健康な人にとっても柔軟性は重要です。身体が硬いととっさのときにケガをしやすくなります。また、姿勢が悪くなるのでコリや痛みが出やすくなります。いわゆる「お年寄り」の姿勢というのは、各関節や筋肉が硬くこわばり、十分にのばせなくなった状態からくるものです。背中が曲がり、股関節が曲がり、膝が曲がり、顎が出ます。

素早く柔軟性を手に入れる
退院した後、柔軟性をアップするためにこの本を買いました。著者は27歳のときにアイススケートを始め、それをきっかけに柔軟性をアップするための独自のメソッドを開拓していきました。類書と少し違うのは長い時間のストレッチを必要とせず、2秒伸ばして2秒脱力、というとっつきやすい方法を説いていることです。

よく一定時間(例えば30秒など)伸ばさないと効果が無いとストレッチングの本には書いてあります。しかし、実際にやってみると、身体の硬い人がそんなに長い時間伸ばした状態を維持するのはつらいものです。にこにこ笑いながらのびのびとストレッチ状態をキープできるのはかなり柔軟性の高い人だけでしょう。

全身の柔軟性をあげる
股関節の柔軟性はかなり目立ちますが、柔軟性は全身の筋肉、関節において重要なものです。それらが互いにバランスをとりあって身体をコントロールしているのですから。本書では頭から足先、手先まで全身の筋肉をまんべんなくストレッチする方法が図解入りで示されています。ストレッチを助ける道具として、マッサージスティックフォームローラーといったものも使い、手軽にストレッチの効果をあげられるようになっています。

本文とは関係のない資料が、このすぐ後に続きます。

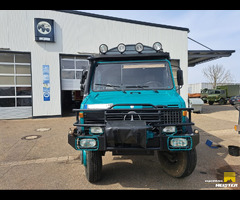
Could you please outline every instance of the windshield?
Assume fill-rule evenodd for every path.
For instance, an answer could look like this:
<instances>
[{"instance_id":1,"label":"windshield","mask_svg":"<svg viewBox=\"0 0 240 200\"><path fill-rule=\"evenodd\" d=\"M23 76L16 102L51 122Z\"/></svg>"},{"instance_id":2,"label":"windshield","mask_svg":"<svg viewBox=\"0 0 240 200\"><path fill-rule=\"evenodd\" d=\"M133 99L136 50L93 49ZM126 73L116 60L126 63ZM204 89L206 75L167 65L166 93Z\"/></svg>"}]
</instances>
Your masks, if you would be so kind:
<instances>
[{"instance_id":1,"label":"windshield","mask_svg":"<svg viewBox=\"0 0 240 200\"><path fill-rule=\"evenodd\" d=\"M172 89L168 62L100 63L95 70L93 91Z\"/></svg>"}]
</instances>

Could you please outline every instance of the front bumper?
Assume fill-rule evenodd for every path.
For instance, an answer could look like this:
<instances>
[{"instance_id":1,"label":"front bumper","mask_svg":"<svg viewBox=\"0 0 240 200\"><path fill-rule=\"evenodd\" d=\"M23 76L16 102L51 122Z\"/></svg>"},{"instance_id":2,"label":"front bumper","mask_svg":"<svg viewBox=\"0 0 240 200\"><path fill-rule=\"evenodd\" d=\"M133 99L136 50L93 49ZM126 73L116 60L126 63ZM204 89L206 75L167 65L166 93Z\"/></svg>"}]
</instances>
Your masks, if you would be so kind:
<instances>
[{"instance_id":1,"label":"front bumper","mask_svg":"<svg viewBox=\"0 0 240 200\"><path fill-rule=\"evenodd\" d=\"M189 119L182 118L183 110L189 112ZM191 150L199 143L199 134L193 133L191 128L193 125L191 110L191 108L157 108L155 106L151 109L78 109L75 110L77 122L74 124L77 129L75 133L68 135L68 143L76 150L89 151ZM104 123L94 123L92 119L97 116L99 120L101 111ZM88 118L85 122L89 123L81 123L78 118L79 112L83 112L85 117L91 116L92 121ZM151 116L151 118L147 118L147 116ZM120 117L122 120L119 120ZM166 126L176 126L176 132L163 133L162 130ZM101 127L103 133L92 134L89 127ZM96 140L96 145L83 147L80 141L84 139ZM173 146L172 140L184 141L184 145Z\"/></svg>"},{"instance_id":2,"label":"front bumper","mask_svg":"<svg viewBox=\"0 0 240 200\"><path fill-rule=\"evenodd\" d=\"M97 146L93 148L82 148L79 145L79 141L84 138L94 138L97 140ZM184 147L173 147L171 146L171 140L174 138L184 138L187 140L187 145ZM141 144L146 141L146 146L143 147ZM68 143L76 150L87 150L87 151L115 151L115 150L158 150L158 151L188 151L192 150L199 143L199 134L183 134L183 135L159 135L151 139L142 139L141 143L134 143L134 145L123 145L109 146L107 145L105 136L76 136L68 134Z\"/></svg>"}]
</instances>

最後の章にはチャレンジプログラムが用意され、柔軟性の最終的到達地点が示されています。このうち私が現在できるのは背面握手、横開脚のみです。開脚には左右に開く横開脚と前後に開く縦開脚があり、難易度からいえば、縦開脚の方が高いのです。究極のストレッチの頂点として示されているのは「ビールマン」です。フィギュアスケートでおなじみのこのポーズを著者は立ちポーズでやってみせています。ここまで到達するには全身の筋肉をくまなくゆるめつつ、しっかり立って各関節を支える筋力も必要です。